Universal Studios unveils rebuilt backlot after 2008 fire

Universal Studios unveiled four acres of newly rebuilt New York Street backlot locations today, two years after a fire destroyed the sets.

"This is a proud day for Universal Studios," said its president and chief operating officer, Ron Meyer. "The opening of New York Street shows the company's commitment to film and television production in Los Angeles, and to supporting filmmakers worldwide."

Oscar-winning director Steven Spielberg was part of the creative team that designed the new sets, which consist of 13 city blocks of buildings. He was joined by production designer Rick Carter, who won an Oscar for "Avatar" and also crafted the look of "Back to the Future."

They called the construction "The Phoenix Project."

Aside from the original main street, new sets include a modern New York City block with a glass and steel look, Paris Square, London Square and Central Park.

Spielberg said a backlot can be used to portray "not just New York but London and anywhere else your imagination takes you, because a backlot can be anything an art department and a director and a writer put in our imaginations."

"This backlot is a fertile basis for everyone's use, everyone's imagination, and I think this'll be around forever, especially with a new improved fire system that has been installed here, which has been fantastic," he added.

According to the studio, the overall design concept concentrated on detail work that would cater to modern filmmaking needs.

For example:

– the facade heights were increased to 40 to 50 feet to give the set a big city downtown feel;

– the width of the main street was narrowed so cameras can film both sides of the street in the same shot;

– the new facades have unobstructed interior shooting spaces so productions can shoot both interiors and exteriors without returning to a sound stage;

– long vista shots through archways are now possible to give added depth to scenes;

– for chase sequences, cameras can be positioned on the reinforced facade roofs or mounted on a crane to follow the action;

– the new Courthouse Square has a fire station large enough to hold a full-sized fire truck;

– as an added touch of realism, the manhole covers can emit special effects steam; and

– London Square has chimneys rigged for special effect smoke.

"I am so proud that the heart of the entertainment industry is right here in California, and I am committed to making sure it remains here," said Gov. Arnold Schwarzenegger.

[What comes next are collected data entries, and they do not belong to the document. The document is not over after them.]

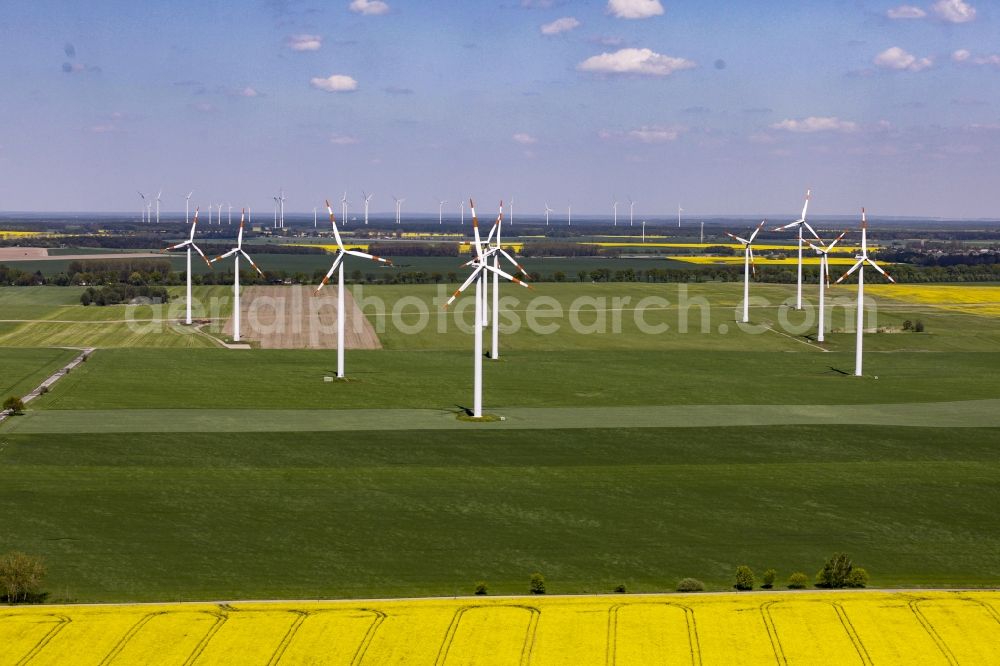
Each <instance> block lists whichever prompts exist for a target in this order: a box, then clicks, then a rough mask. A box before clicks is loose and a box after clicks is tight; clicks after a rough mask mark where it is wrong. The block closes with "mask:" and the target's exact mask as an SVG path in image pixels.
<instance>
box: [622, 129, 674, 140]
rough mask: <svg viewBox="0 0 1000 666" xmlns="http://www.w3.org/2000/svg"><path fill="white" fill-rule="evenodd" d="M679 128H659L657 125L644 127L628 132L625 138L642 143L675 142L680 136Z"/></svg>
mask: <svg viewBox="0 0 1000 666" xmlns="http://www.w3.org/2000/svg"><path fill="white" fill-rule="evenodd" d="M681 131H682V128H680V127H659V126H657V125H644V126H642V127H640V128H638V129H634V130H629V131H628V132H626V136H628V138H630V139H636V140H637V141H642V142H643V143H663V142H664V141H676V140H677V137H679V136H680V135H681Z"/></svg>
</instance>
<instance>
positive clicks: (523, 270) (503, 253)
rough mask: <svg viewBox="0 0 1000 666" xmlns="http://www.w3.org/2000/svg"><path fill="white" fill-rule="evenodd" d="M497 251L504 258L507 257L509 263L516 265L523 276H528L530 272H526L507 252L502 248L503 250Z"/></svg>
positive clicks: (498, 249)
mask: <svg viewBox="0 0 1000 666" xmlns="http://www.w3.org/2000/svg"><path fill="white" fill-rule="evenodd" d="M497 251H498V252H500V254H502V255H503V256H505V257H507V261H509V262H510V263H512V264H514V267H515V268H517V270H519V271H521V273H522V274H523V275H525V276H527V275H528V271H526V270H524V266H522V265H521V264H519V263H517V261H516V260H515V259H514V257H512V256H510V255H509V254H507V251H506V250H504V249H503V248H502V247H501V248H497Z"/></svg>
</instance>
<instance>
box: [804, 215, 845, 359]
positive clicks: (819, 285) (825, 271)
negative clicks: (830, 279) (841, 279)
mask: <svg viewBox="0 0 1000 666" xmlns="http://www.w3.org/2000/svg"><path fill="white" fill-rule="evenodd" d="M846 235H847V232H846V231H845V232H844V233H842V234H840V235H839V236H837V237H836V238H835V239H834V240H833V242H831V243H830V244H829V245H823V241H816V243H815V244H814V243H813V242H812V241H810V240H808V239H807V240H806V245H808V246H809V247H811V248H812V249H814V250H816V254H818V255H819V333H818V334H817V336H816V341H817V342H823V341H824V339H823V336H824V333H825V328H826V327H825V325H824V323H823V315H824V309H825V305H824V303H823V300H824V296H825V292H826V290H827V289H829V288H830V257H829V255H830V250H832V249H833V246H834V245H836V244H837V243H839V242H840V240H841V239H842V238H843V237H844V236H846Z"/></svg>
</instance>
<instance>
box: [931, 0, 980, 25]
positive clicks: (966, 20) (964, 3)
mask: <svg viewBox="0 0 1000 666" xmlns="http://www.w3.org/2000/svg"><path fill="white" fill-rule="evenodd" d="M931 9H933V10H934V13H935V14H937V15H938V16H939V17H941V18H942V19H944V20H945V21H948V22H950V23H967V22H969V21H971V20H972V19H974V18H976V8H975V7H973V6H972V5H970V4H969V3H967V2H964V0H938V1H937V2H935V3H934V5H933V7H931Z"/></svg>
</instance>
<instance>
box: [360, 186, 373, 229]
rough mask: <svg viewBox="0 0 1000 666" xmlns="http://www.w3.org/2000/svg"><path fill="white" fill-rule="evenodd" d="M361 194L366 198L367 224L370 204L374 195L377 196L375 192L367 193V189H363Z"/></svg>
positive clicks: (366, 223) (365, 220)
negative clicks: (365, 190) (374, 192)
mask: <svg viewBox="0 0 1000 666" xmlns="http://www.w3.org/2000/svg"><path fill="white" fill-rule="evenodd" d="M361 196H363V197H364V198H365V224H368V204H369V202H371V200H372V197H373V196H375V193H374V192H372V193H371V194H365V191H364V190H361Z"/></svg>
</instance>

"This site at Universal Studios offers a wealth of creative opportunities for Hollywood moviemaking and television production here in Los Angeles, and it will draw tourists from around the world to satisfy their curiosity and fascination with the behind-the-scenes magic of the movie and television industry," Mayor Antonio Villaraigosa said.

The new sets will become part of the University Studio tour. Meanwhile, a new King Kong 360 3D attraction created by Oscar-winning director Peter Jackson will open this summer, to replace the old one that also burned in the fire, along with a video vault.

"With the arrival of the highly anticipated King Kong 360 3D, taking the 3D experience to a powerful new level, and the completion of the iconic New York Street locations, we're offering a more compelling behind-the-scenes experience than at any time in our history," said Larry Kurzweil, Universal Studios Hollywood's president and chief operating officer.

To show its gratitude to the firefighters who put out the blaze that destroyed the original sets, Universal Studios will donate $100,000 over five years to local firefighting departments so they can buy additional equipment to ensure firefighter safety.

The studio also worked with the Los Angeles County Fire and Building & Safety departments to create new guidelines for fire safety on the new sets. All have fully automatic sprinkler systems, central fire alarm system, built-in fire separation areas and a separate water supply infrastructure.

A fixture in Hollywood for decades, New York Street has been the setting of countless commercials, television shows and movies such as "The Sting," "Blues Brothers," "To Kill A Mockingbird," "Back To The Future," "Frost/Nixon" and "Bruce Almighty." It burned in an accidental fire on June 1, 2008.

At the height of the construction, 500 workers were employed on the project daily. By the end of construction, on June 30, more than a million work-hours will have been completed.